To live gratefully in abundance requires more intentionality than many people realize. Comfort makes forgetfulness easy. It teaches the heart to focus on what is missing next, what could improve, and what still feels unresolved. Gratitude pushes in the opposite direction. It teaches the believer to recognize that breath, provision, forgiveness, fellowship with Christ, and the promise of eternal life are not small things. They are not ordinary givens. They are mercies that remain mercies whether life feels stable or not.
Habakkuk 3:17–18
“Though the fig tree should not blossom, nor fruit be on the vines, the produce of the olive fail and the fields yield no food, the flock be cut off from the fold and there be no herd in the stalls, yet I will rejoice in the Lord; I will take joy in the God of my salvation.”
That is not the voice of a man who has never known loss. It is the voice of someone who has learned that God’s worth is not suspended when visible provision is reduced. Habakkuk does not pretend the empty fields are unimportant. He simply knows they are not ultimate. That is the kind of gratitude abundance often weakens and suffering can unexpectedly restore.
What We Are Actually Here For
At the center of this issue is a question many believers do not ask directly often enough. What is the Christian life for? If life with God is understood mainly as a way to secure blessing, preserve comfort, and keep things moving in a desirable direction, then His gifts will slowly take His place. We may still use His name, thank Him for help, and ask Him for direction, while the structure of our desires remains fixed on a life that feels safe, full, and manageable.

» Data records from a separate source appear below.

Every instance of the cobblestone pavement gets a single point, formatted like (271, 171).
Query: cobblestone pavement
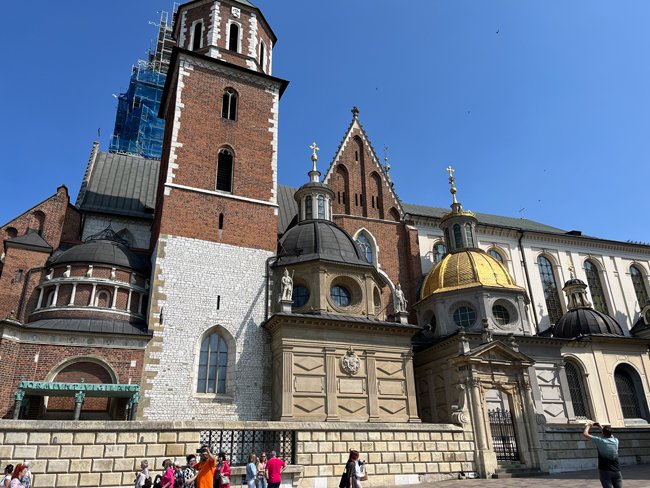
(633, 477)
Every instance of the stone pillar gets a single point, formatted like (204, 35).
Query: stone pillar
(373, 393)
(92, 296)
(40, 298)
(56, 294)
(18, 396)
(287, 384)
(73, 294)
(331, 398)
(114, 301)
(409, 379)
(78, 402)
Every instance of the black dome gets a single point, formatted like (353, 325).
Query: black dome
(102, 251)
(312, 240)
(585, 321)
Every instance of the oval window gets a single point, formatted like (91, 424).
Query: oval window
(340, 295)
(501, 314)
(464, 316)
(300, 296)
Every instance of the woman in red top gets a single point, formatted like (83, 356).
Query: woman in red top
(222, 473)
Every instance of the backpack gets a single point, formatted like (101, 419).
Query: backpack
(156, 482)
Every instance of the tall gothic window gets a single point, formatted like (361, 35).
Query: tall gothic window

But if we are here to know Him, glorify Him, and be conformed to the likeness of Christ, then abundance and suffering both begin to look different. Abundance becomes something to receive carefully, with humility and gratitude, because it can obscure as easily as it can bless. Suffering becomes something to walk through honestly, with tears if necessary, while trusting that God is not absent simply because relief has not yet come.

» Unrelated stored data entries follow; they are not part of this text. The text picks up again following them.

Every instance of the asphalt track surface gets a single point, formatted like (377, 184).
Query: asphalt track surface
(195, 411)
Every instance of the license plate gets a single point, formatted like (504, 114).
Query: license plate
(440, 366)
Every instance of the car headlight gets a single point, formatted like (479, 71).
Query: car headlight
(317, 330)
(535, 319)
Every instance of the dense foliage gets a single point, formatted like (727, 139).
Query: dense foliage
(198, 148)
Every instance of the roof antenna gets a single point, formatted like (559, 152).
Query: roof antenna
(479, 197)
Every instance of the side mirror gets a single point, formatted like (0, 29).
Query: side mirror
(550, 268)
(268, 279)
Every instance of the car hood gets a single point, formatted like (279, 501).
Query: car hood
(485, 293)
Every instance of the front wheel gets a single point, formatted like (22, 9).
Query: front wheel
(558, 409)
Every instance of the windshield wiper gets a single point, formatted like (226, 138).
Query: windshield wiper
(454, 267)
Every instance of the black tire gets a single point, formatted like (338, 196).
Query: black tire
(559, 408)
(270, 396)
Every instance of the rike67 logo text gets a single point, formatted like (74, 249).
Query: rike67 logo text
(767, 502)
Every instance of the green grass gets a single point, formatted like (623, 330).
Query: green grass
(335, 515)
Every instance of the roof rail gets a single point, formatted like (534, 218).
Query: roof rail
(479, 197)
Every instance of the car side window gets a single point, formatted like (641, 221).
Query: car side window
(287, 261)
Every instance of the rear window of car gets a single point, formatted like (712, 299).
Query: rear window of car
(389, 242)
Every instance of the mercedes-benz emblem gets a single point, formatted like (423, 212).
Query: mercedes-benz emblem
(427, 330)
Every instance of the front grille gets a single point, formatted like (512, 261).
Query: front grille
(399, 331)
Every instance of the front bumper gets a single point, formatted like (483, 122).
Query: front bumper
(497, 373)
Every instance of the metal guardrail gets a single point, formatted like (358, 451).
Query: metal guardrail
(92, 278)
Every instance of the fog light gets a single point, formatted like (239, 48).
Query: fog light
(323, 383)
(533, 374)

This is one of the subtler forms of worldliness in the modern church. It is not always found in open rebellion or obvious materialism. Sometimes it appears in the quieter habit of wanting the life God can give more than the God who gives it. That habit can live under respectable language for a long time. It can sound like concern for provision, hope for stability, or desire for blessing, while the heart is being trained to treat God chiefly as the means to something else.

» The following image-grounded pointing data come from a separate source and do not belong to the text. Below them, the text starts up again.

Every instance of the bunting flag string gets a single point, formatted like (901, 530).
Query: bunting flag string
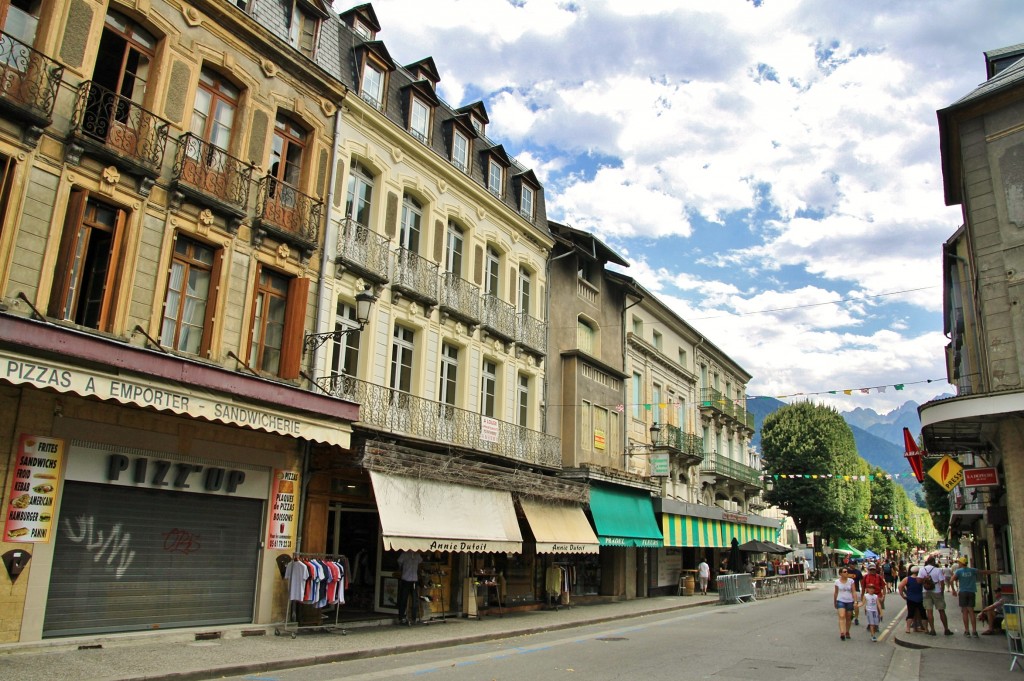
(827, 476)
(851, 391)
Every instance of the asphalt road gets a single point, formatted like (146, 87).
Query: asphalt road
(784, 639)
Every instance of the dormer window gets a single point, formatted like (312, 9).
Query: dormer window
(302, 33)
(419, 121)
(373, 85)
(363, 31)
(496, 177)
(460, 151)
(526, 202)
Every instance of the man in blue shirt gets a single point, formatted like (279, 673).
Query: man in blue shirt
(966, 582)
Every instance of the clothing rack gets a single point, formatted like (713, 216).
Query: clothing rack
(329, 592)
(555, 599)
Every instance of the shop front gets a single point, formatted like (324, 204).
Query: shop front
(628, 534)
(694, 531)
(147, 503)
(564, 549)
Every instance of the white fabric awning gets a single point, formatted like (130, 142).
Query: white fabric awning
(428, 515)
(559, 527)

Scripture keeps pulling us back to a better order. God’s gifts are real gifts, and they should be received with gratitude. They are not the center. They were never meant to carry the weight of worship, and they cannot sustain the soul in the way only God can. The deeper correction is not learning to despise provision, but learning to hold it with a looser hand and a clearer mind.
The church needs that recovery. It needs a steadier doctrine of blessing, a more mature understanding of suffering, and a truer sense of gratitude. We need believers who can receive much without becoming numb, and who can lose much without concluding that God has changed.
I pray for hearts that are not built on circumstance, because circumstance cannot carry what only God can.
The greatest blessing was never a comfortable life, restored ease, or even the removal of earthly sorrow. The greatest blessing is that in Christ, sinners are brought to God. That is what abundance can make easy to forget. It places enough gifts around us to distract us from the One we were made to love. That is why this has to be spoken about plainly. We do not only need help learning how to suffer. Many of us also need help learning how to live with plenty without letting plenty quietly thin our hunger for God.